Thanks for the report. Let me try to reproduce this one.
Confirmed. I managed to reproduce this. Might be related to targets with software single stepping and forks happening during stepping. Sometimes you can step a few more times than the reproducer. Other times it happens just like the reproducer. Would you mind sending the patch upstream (gdb-patches@sourceware.org) for further discussion?
Hi Luis, I already sent patch file at https://savannah.gnu.org/patch/index.php?10337. Do you mean I must send the patch to gdb-patches@sourceware.org by mail ? What information should I provide in mail ? Best Regards Zhiyong
Yes, the patches should be sent by e-mail to the gdb-patches@sourceware.org mailing list, where it will go through review / discussion / approval.
Created attachment 14862 [details] patch review mail is attached. patch review mail is attached.
Hi Luis, I have sent patch file and debug log with a brief analyze to gdb-patches@sourceware.org. I also attached this mail in this PR. Best Regards. Zhiyong
Hi Louis, I sent patch to gdb-patches@sourceware.org 5 days ago. But I have not received reply. Do you know how it is going ? Best Regards.

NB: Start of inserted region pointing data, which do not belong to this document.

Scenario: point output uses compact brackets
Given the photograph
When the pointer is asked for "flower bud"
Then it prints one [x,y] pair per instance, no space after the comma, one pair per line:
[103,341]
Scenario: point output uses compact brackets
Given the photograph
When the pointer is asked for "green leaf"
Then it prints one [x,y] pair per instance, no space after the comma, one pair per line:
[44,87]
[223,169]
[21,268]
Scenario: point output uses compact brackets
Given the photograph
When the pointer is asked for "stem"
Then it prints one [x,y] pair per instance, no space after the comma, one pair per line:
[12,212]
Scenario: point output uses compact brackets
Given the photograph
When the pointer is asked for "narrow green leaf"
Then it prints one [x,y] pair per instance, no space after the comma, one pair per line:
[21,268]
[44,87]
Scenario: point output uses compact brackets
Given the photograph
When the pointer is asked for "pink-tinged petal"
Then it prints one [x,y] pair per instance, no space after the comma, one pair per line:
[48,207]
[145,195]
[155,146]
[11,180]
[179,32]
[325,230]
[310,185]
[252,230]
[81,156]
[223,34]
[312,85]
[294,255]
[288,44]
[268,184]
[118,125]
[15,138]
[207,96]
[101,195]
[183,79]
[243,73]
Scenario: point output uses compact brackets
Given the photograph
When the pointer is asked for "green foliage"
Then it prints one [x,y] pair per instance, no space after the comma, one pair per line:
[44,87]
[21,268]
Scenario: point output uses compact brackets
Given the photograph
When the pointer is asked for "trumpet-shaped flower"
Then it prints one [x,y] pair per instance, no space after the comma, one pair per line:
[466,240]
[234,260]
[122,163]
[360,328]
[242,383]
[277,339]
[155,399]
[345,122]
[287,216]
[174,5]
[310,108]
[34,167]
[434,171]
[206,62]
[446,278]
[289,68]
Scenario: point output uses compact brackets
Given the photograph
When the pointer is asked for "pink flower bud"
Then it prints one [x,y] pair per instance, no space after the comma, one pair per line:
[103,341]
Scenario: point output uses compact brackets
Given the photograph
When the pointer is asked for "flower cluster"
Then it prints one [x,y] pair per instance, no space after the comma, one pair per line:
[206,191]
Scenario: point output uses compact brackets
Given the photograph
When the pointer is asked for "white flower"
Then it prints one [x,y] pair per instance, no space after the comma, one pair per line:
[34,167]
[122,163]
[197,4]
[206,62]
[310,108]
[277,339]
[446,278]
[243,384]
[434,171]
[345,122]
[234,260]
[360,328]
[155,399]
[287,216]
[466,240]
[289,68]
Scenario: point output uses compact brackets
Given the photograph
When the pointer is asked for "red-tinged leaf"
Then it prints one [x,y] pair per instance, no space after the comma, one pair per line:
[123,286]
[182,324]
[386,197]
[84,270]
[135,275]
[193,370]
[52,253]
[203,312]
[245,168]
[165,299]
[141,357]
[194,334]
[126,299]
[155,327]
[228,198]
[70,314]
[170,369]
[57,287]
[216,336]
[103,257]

Zhiyong
Hi. There isn't an ETA for when it will get reviewed, so a little patience is required. Given it is a change to generic code, the global maintainers need to go through it to make sure it is suitable. I'm still giving this a try to understand if the patch is the right way to go. I haven't forgotten about it.
I wonder if this also reproduces on x86. If so, that would make a better case for urgency of fixing this.

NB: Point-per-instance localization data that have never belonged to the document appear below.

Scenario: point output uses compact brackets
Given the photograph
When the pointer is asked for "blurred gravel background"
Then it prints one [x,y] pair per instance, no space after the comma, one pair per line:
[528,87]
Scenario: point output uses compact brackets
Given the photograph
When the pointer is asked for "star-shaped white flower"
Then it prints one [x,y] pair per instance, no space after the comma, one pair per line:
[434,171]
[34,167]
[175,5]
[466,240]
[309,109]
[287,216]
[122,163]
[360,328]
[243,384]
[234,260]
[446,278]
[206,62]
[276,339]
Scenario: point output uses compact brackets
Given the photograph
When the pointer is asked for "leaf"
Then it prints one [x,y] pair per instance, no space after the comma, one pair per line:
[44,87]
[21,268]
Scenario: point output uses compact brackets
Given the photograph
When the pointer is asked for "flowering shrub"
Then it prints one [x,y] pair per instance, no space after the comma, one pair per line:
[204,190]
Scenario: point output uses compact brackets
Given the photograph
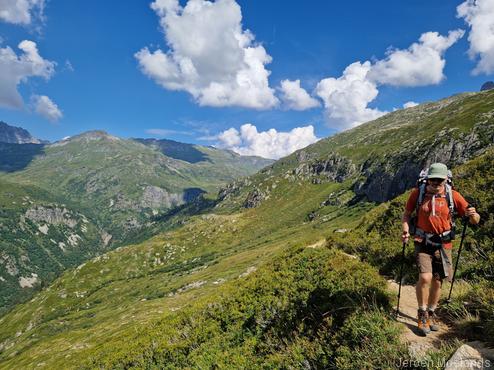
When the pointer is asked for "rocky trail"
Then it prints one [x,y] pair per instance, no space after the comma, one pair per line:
[472,355]
[408,317]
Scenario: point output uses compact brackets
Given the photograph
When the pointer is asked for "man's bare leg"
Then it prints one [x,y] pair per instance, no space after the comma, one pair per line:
[435,293]
[423,288]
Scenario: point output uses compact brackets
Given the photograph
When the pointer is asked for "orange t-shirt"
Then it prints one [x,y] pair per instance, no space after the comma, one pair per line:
[435,219]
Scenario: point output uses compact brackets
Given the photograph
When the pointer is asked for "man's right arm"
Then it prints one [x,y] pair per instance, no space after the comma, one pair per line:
[405,226]
[409,208]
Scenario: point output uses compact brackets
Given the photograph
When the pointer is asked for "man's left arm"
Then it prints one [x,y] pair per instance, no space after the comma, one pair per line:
[465,209]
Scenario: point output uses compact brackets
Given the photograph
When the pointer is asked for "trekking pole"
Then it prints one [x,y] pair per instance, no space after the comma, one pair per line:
[458,257]
[401,278]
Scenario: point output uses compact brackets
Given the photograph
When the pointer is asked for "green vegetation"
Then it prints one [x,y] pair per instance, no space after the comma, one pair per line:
[259,278]
[65,203]
[376,240]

(In reply to Luis Machado from comment #13) > I wonder if this also reproduces on x86. If so, that would make a better > case for urgency of fixing this. This issue can't be produced on x86. I think it is because x86 supports hardware breakpoint. If make gdbserver use software breakpoint on x86, this issue can be produced. I am not urgent for merging the patch to upstream, I just try make the patch proceed in formal process. As out customer hopes the fixes can be carried by gdb formal release.
(In reply to Yan, Zhiyong from comment #14) > (In reply to Luis Machado from comment #13) > > I wonder if this also reproduces on x86. If so, that would make a better > > case for urgency of fixing this. > > This issue can't be produced on x86. I think it is because x86 supports > hardware breakpoint. If make gdbserver use software breakpoint on x86, this > issue can be produced. I think you mean hardware single stepping, not hardware breakpoint. GDB uses software breakpoints for x86 as well as ARM. But GDB uses hardware single stepping for x86, and software single stepping for ARM (meaning it inserts a breakpoint at the next instruction(s) and resumes when it wants to single step).

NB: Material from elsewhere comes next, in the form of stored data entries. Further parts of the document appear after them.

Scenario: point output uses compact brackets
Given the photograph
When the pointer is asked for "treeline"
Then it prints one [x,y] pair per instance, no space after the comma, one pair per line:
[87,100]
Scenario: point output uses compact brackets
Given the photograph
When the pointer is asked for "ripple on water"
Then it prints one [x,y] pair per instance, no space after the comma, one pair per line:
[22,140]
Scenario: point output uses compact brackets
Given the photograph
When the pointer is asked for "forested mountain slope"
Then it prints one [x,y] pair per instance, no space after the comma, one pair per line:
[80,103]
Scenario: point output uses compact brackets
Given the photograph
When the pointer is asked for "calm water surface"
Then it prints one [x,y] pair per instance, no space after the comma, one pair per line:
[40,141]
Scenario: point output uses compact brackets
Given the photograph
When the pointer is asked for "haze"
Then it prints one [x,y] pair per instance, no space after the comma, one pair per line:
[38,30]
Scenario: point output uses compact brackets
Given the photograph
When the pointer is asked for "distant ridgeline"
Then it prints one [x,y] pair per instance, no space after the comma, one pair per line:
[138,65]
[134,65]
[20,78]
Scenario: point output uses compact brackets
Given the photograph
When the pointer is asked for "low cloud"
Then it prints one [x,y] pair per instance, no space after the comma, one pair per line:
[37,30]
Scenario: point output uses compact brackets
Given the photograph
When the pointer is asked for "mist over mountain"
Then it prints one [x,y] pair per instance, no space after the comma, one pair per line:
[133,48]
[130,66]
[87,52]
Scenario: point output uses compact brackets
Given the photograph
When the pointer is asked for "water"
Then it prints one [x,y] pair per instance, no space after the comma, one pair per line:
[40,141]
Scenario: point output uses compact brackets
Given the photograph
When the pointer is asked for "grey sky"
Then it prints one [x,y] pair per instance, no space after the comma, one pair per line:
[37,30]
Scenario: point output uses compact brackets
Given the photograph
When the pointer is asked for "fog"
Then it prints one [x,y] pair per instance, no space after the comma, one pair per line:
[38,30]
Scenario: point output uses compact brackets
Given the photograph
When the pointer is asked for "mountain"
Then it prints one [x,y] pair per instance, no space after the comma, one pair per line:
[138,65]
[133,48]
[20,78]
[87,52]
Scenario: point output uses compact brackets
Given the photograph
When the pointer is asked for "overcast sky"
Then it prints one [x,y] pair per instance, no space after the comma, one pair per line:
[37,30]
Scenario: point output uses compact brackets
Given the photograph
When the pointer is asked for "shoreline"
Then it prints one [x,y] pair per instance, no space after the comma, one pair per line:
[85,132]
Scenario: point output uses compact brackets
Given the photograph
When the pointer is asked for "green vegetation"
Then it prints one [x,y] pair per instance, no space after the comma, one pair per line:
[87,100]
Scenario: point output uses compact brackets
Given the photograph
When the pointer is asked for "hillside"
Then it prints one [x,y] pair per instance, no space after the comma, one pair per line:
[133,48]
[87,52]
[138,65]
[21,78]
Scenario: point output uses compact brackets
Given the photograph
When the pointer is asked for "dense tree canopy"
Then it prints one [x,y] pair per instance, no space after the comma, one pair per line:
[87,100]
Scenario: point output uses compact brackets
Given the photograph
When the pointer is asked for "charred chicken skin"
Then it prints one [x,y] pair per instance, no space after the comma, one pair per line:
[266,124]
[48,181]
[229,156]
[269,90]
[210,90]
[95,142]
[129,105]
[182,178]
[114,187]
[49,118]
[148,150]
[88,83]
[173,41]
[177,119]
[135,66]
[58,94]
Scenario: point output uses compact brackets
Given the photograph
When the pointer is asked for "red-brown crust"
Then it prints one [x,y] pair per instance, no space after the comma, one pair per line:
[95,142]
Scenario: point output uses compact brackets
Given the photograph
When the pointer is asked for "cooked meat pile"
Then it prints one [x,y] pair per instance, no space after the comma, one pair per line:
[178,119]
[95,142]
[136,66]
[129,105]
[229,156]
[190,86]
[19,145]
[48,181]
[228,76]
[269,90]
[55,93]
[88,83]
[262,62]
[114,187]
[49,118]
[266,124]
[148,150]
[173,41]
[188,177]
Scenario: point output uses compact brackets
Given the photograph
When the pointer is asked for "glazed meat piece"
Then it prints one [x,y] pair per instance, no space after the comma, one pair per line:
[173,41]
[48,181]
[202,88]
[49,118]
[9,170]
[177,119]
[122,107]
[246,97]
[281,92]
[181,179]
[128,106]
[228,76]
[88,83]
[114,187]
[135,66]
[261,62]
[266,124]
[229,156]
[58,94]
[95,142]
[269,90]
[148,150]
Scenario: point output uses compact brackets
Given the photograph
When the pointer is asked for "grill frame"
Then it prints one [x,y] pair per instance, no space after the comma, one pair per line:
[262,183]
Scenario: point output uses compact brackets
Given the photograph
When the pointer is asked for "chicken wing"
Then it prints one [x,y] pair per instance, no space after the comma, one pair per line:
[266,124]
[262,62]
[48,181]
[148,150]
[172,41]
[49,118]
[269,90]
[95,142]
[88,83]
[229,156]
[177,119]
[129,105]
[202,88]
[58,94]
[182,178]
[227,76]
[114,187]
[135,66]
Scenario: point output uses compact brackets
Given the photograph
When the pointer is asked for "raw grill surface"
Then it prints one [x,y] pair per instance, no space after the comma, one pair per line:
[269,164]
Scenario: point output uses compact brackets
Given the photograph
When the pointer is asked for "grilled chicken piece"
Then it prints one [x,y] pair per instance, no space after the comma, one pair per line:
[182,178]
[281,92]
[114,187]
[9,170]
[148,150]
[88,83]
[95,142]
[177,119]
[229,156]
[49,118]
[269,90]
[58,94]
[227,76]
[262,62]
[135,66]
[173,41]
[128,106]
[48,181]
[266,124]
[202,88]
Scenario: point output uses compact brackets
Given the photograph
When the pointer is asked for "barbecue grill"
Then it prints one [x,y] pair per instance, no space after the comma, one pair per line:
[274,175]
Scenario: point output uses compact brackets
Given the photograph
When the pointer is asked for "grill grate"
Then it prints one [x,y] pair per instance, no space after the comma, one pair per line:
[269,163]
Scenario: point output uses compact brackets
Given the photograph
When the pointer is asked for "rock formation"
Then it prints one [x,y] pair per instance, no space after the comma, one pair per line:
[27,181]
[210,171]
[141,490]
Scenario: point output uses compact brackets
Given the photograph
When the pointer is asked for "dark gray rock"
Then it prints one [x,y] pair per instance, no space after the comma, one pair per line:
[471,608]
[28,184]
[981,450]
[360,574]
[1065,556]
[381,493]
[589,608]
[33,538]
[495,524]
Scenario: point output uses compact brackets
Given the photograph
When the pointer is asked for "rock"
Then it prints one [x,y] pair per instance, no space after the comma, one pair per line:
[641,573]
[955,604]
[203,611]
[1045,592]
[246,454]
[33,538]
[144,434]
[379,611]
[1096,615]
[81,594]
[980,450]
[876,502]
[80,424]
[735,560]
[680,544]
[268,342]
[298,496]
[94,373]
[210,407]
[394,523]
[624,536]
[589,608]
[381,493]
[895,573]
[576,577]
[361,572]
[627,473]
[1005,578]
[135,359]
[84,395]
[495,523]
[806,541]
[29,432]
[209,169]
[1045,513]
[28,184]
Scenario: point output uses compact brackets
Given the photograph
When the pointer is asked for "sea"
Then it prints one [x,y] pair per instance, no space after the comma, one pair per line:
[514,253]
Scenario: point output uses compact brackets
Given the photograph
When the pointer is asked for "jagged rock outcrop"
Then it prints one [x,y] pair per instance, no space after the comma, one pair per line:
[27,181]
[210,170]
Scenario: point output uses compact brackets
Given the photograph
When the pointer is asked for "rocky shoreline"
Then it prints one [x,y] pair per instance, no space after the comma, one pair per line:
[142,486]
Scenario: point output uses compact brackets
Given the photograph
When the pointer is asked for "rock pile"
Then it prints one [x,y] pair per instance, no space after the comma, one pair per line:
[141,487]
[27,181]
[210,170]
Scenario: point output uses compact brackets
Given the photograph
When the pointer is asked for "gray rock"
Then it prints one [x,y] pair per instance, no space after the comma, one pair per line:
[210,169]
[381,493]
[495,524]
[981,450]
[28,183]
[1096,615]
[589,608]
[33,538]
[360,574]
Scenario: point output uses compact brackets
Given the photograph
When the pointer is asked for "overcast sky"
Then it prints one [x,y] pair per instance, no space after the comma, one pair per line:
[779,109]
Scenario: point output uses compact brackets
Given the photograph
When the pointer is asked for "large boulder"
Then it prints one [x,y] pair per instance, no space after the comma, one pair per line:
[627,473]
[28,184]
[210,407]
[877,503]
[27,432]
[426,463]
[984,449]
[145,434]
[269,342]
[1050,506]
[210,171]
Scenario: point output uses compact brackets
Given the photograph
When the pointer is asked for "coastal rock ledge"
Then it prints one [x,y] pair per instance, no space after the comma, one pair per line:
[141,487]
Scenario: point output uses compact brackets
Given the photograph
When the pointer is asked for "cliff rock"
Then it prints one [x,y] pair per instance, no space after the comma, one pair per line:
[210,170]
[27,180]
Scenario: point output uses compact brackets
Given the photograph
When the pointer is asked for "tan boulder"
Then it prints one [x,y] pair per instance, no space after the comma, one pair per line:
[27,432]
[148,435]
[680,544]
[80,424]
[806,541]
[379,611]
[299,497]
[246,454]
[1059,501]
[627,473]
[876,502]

(In reply to Simon Marchi from comment #15) > (In reply to Yan, Zhiyong from comment #14) > > (In reply to Luis Machado from comment #13) > > > I wonder if this also reproduces on x86. If so, that would make a better > > > case for urgency of fixing this. > > > > This issue can't be produced on x86. I think it is because x86 supports > > hardware breakpoint. If make gdbserver use software breakpoint on x86, this > > issue can be produced. > > I think you mean hardware single stepping, not hardware breakpoint. GDB > uses software breakpoints for x86 as well as ARM. But GDB uses hardware > single stepping for x86, and software single stepping for ARM (meaning it > inserts a breakpoint at the next instruction(s) and resumes when it wants to > single step). Yes. It is supports_hardware_single_step not hardware breakpoint. I made a mistake.
hi guys, What's the status of this PR? And do you guys confirm that this PR is blocking for a GDB 14.1 release? If yes, can you explain what the rationale for it is? (impact, is it a regression, etc). Thank you!
Hi, The internal error blocks further debugging. It doesn't always happen, but happens reliably enough that we should fix it. Yan Zhiyong sent the patch to gdb-patches and is waiting for feedback. It is a change to generic code, so it would require one of the global maintainers to OK it.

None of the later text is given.